Removing Digraphs

Document number:
Dxxxx
Date:
2026-05-10
Audience:
SG22
EWG
Project:
ISO/IEC 14882 Programming Languages — C++, ISO/IEC JTC1/SC22/WG21
Reply-to:
Matthias Wippich <[email protected]>

This paper proposes removal of digraphs from the C++ language.

Revision history

0.1. R0 May 2026

Original version of the paper.

1. Introduction

Digraphs are a complicated solution to a very old problem, that cause more problems than they solve in a modern environment. Digraphs also severely limit the design space of C++, although as we have seen with [P2996] we are already fine with special-casing our way out of this pickle.

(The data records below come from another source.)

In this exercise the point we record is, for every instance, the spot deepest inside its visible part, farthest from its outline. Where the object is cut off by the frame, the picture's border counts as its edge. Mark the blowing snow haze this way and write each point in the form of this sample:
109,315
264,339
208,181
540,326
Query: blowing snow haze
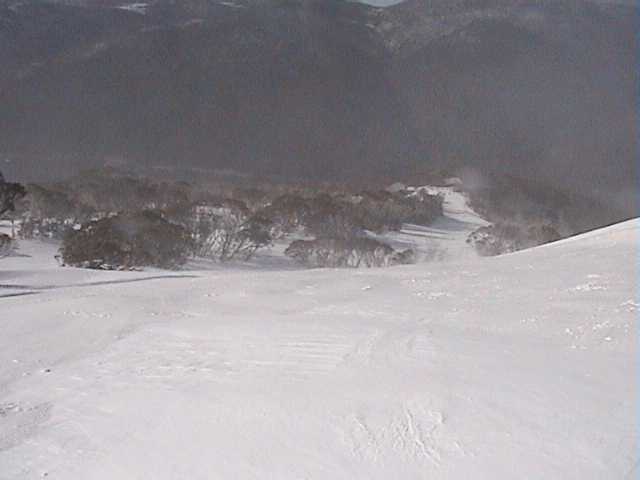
324,89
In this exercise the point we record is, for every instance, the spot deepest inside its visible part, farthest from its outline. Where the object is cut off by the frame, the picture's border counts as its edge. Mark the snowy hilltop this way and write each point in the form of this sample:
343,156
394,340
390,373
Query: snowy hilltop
518,366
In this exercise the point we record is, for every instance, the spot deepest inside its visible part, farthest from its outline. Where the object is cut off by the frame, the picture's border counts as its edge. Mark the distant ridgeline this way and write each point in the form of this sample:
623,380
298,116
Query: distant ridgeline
325,89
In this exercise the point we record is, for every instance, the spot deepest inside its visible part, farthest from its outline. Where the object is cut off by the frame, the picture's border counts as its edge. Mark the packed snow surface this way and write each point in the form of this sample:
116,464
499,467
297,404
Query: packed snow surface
520,366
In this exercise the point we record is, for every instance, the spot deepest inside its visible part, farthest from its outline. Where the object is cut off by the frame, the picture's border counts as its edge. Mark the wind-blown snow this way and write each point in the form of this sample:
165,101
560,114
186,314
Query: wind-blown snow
520,366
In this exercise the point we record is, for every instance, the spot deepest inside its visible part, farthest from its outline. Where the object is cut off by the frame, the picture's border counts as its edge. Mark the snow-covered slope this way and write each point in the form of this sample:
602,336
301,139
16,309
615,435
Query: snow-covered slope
521,366
446,238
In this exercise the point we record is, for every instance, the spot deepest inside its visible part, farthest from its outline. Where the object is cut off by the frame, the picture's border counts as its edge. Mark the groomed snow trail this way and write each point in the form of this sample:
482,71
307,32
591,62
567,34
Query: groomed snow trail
446,238
521,366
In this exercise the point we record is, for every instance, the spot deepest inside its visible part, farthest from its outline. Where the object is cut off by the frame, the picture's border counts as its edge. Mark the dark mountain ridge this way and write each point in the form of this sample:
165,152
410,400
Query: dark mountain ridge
325,89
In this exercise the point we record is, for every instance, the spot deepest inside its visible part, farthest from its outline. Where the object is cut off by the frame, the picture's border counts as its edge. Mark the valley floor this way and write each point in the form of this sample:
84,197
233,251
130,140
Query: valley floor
520,366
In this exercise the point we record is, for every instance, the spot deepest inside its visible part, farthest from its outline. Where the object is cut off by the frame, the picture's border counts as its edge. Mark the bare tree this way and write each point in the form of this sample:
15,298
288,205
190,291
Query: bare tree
9,193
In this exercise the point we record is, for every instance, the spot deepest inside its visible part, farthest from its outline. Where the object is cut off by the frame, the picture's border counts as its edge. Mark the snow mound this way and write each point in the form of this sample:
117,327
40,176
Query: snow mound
517,366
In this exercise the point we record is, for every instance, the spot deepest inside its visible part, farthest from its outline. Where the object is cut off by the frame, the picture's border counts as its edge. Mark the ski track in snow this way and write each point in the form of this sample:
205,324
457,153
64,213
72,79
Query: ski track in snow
521,366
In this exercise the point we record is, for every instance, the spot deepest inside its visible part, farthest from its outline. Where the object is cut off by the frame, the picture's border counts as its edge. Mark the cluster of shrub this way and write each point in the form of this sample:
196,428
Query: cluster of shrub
111,220
501,238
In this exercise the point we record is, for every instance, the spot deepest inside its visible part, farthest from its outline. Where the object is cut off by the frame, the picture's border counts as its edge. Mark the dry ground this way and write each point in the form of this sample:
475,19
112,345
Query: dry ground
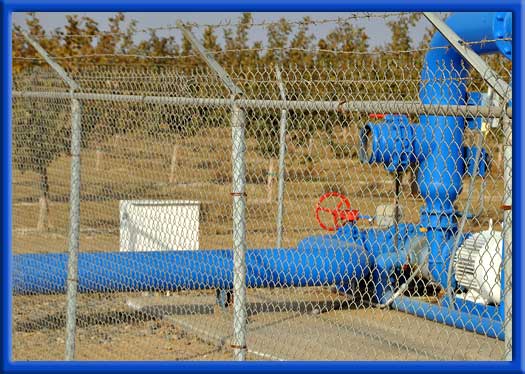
138,167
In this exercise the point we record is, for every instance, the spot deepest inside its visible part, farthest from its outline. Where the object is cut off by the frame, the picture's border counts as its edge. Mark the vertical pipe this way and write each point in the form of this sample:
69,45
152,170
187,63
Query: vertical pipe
74,229
507,235
282,155
239,234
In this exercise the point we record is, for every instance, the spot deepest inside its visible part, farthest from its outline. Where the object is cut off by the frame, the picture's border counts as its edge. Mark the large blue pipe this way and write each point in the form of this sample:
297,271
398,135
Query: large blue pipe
334,262
442,167
467,321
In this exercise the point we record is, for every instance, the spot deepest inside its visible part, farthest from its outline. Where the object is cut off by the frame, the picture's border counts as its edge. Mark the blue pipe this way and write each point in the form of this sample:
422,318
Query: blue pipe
432,312
335,263
442,168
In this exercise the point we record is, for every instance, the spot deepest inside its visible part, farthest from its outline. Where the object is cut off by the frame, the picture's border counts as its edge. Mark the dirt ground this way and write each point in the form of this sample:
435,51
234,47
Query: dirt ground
134,167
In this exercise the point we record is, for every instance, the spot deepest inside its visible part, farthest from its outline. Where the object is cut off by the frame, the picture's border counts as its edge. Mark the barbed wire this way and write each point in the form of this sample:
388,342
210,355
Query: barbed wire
229,23
248,50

This however introduces an interesting problem: If you need to use a source encoding that requires use of digraphs, you cannot use all of C++26

directly.

Since we are most likely going to continue seeing similar problems, this paper proposes to remove digraphs from the language entirely.

2. Design Space

As mentioned before, digraphs severely limit the design space of C++. This isn't an entirely new insight, in fact we've ran into issues because of digraphs already and will most likely continue to run into new issues because of digraphs.

This leads to a fragmented language - some parts you can write if you need to use digraphs, some you don't. At the same time we're accumulating workarounds (like [CWG1104]), which lead to an excessively complex language.

2.1. Splicers

Splicers from [P2996] were accepted for C++26 with the proposed syntax [: expr :]. However, we are not allowed to use digraphs to spell this as <:: expr ::>.

While that seems to be in direct contradiction of the guarantees we're given in [lex.digraph] paragraph 2

In all respects of the language, each alternative token behaves the same, respectively, as its primary token, except for its spelling.

it actually isn't. The tokens [: and :] are distinct preprocessing tokens rather than being composed from [ and : (or : and ] respectively). Therefore it doesn't matter whether <: is a valid alternative spelling for [ - the splicer syntax does not contain [ tokens.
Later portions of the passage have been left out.